Alaya is the blending of eternally timeless awareness (Dharmakaya or Alaya Wisdom) with objects, arising through deep habitual tendencies. Once the Dharmakaya is recognised as the empty luminous self, one realises one’s own Buddha nature and is said to have the view (Rigpa). Until this recognition, one remains trapped in Samsara (Marigpa).

Once Buddha mind has been pointed out, there is no longer any separation between meditation and non-meditation. One rests contemplating the Alaya as the interplay between Alaya Wisdom (empty awareness) and Alaya Consciousness (mental attachment to object-subject formation). This is called ‘the practice’.

As the mind settles into timeless awareness, serenity increases. The objects of the skandhas are seen to be apparent but not truly existent. Since each lacks intrinsic being (emptiness), they cannot be said to be either the same or different from one another. The mind settles into experiencing what it cannot comprehend, without any desire to grasp objects of perception.

Objects may appear, but without the mind racing toward them, a non-perceptual knowing arises — direct awareness of the Alaya.

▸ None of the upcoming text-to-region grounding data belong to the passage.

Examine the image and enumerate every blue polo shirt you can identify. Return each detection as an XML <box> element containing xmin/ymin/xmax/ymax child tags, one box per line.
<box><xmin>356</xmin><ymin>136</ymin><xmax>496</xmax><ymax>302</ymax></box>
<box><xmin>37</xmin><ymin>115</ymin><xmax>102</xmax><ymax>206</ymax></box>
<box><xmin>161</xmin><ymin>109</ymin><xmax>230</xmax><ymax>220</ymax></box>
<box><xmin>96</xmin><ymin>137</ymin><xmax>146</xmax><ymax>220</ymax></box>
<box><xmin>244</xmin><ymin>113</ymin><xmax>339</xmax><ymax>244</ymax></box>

Thus, omniscience and other supernatural phenomena manifest through this ‘direct knowing’ of phenomena.

Without the mind striving to cognise, there is no creation of object and subject, and the division between ‘inner’ and ‘outer’ mind dissolves. With this, the sense of self and other ceases, and as thought subsides, one’s experience transcends duality entirely.

When one stabilises and learns to dwell in this thoughtless, timeless awareness, one is said to have Buddha mind and becomes a Buddha.

“The nature of mind is clear light, free from duality, unborn, and unceasing.”